The report notes that retail values in the subject region declined in 2009 based on the “national economic crisis” which caused capitalization rates to increase, based on “higher risks and tougher financing requirements.” “While the national investor survey indicates that average capitalization rates on [sic] the U.S. declined between 2010 and 2012, regional trends have remained relatively stable. As such, we have concluded a capitalization rate of 8.5% as of July 1, 2010, July 1, 2011, and July 1, 2012.”

Thus, the petitioner’s appraiser reviewed the widely regarded Korpacz Real Estate Investor Survey for the relevant years, and made adjustments based on the type of market, the specific region, and regional capitalization trends, exactly what the appraisers did in Matter of Miriam Osborn Mem.
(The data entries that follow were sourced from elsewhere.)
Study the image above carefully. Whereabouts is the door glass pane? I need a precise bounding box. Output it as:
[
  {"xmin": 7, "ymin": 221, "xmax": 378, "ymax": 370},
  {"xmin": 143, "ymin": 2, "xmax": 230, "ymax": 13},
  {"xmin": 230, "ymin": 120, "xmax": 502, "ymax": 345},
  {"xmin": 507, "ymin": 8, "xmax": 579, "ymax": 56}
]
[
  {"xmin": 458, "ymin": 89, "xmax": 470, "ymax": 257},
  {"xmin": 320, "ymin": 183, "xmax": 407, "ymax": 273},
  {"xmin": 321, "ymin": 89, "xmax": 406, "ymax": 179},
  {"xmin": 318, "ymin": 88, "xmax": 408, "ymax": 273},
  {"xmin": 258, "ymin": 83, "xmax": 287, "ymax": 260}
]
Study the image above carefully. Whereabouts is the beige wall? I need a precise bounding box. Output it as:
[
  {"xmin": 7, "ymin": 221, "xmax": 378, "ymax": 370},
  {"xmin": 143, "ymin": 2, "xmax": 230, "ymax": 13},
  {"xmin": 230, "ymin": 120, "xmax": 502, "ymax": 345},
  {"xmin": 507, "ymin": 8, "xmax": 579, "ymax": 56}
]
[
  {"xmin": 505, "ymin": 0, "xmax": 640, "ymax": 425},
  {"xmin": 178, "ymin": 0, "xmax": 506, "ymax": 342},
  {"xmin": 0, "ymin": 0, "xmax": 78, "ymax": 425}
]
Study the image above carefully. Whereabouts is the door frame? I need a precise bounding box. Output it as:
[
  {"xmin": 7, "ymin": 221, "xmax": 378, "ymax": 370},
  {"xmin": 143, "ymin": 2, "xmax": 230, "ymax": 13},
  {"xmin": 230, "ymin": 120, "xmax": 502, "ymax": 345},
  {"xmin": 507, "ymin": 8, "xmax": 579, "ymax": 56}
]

Home Assn, v Assessor of City of Rye, Heron Realty Corp. v New York State *801Urban Dev. Corp. and Matter of Target No. 1954 v Board of Assessors. As noted above, French Oaks held that if the petitioner formulates a cap rate based on his or her own comparables, petitioner must provide the computational components so that they can then be verified. French Oaks did not address the Korpacz or other investor surveys as a source for a cap rate. Respondent criticizes the survey because it provides national rather than regional data, and notes that the survey includes lower rates than the 8.5% used by the petitioner. However, these arguments go to the ultimate strength, credibility and persuasiveness of the evidence, not the threshold inquiry of whether the documentary and testimonial basis proffered by the petitioner is based upon sound theory and objective data. The Korpacz Real Estate Investor Survey is considered sound theory and objective data, and gives the “ballpark” evidence that Judge Graffeo alluded to in French Oaks. Therefore, the court agrees with petitioner that dismissal was not warranted at the conclusion of the petitioner’s proof.

Accordingly, it is hereby ordered that petitioner’s motion for leave to reargue is granted to the extent that the respondent’s motion to dismiss at the close of the petitioner’s proof is denied. The trial shall be rescheduled for respondent to present its proof.